As of the date hereof, SiCPower owned directly 24,883,161 Shares, constituting approximately 13.1% of the Shares outstanding. As sole manager of SiCPower, Dr. Singh may be deemed to beneficially own the Shares owned by SiCPower.
The filing of this Schedule 13D shall not be deemed an admission that any of the Reporting Persons is, for purposes of Section 13(d) of the Securities Exchange Act of 1934, as amended, the beneficial owner of any Shares he or it does not directly own. Each of the Reporting Persons specifically disclaims beneficial ownership of the Shares reported herein that he or it does not directly own. |
(c) | Item 5(c) is hereby amended to add the following:
Other than as set forth in Exhibit 1 and Item 6 below, none of the Reporting Persons have transacted in the Shares since the filing of the Schedule 13D. |
Item 6. | Contracts, Arrangements, Understandings or Relationships With Respect to Securities of the Issuer |
Item 6 is hereby amended to add the following:
On March 17, 2025, Dr. Singh was awarded 24,158 fully vested Restricted Stock Units, each of which automatically converted into one Share upon vesting, under the Issuer's annual bonus program applicable to employees of the Issuer during the year 2024. Dr. Singh was previously an executive officer of the Issuer and was employed by an affiliate of the Issuer for a portion of year 2024 corresponding to this award.

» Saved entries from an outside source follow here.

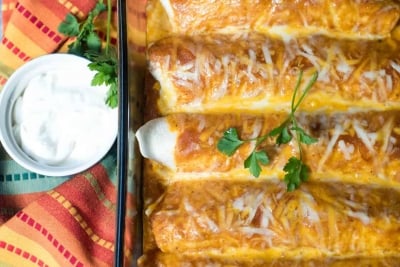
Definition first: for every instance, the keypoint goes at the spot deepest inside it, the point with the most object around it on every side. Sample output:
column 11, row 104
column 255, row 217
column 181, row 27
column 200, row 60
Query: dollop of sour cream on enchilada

On April 23, 2025, the Reporting Persons and the Issuer entered into the Cooperation Agreement as defined and described in Item 4 above and attached as Exhibit 99.1 hereto. | |
Item 7. | Material to be Filed as Exhibits. |
Item 7 is hereby amended to add the following exhibits:
1 - Transactions in Securities
99.1 - Cooperation Agreement, dated April 23, 2025, by and among the Issuer and the Reporting Persons |
SIGNATURE | |
After reasonable inquiry and to the best of my knowledge and belief, I certify that the information set forth in this statement is true, complete and correct.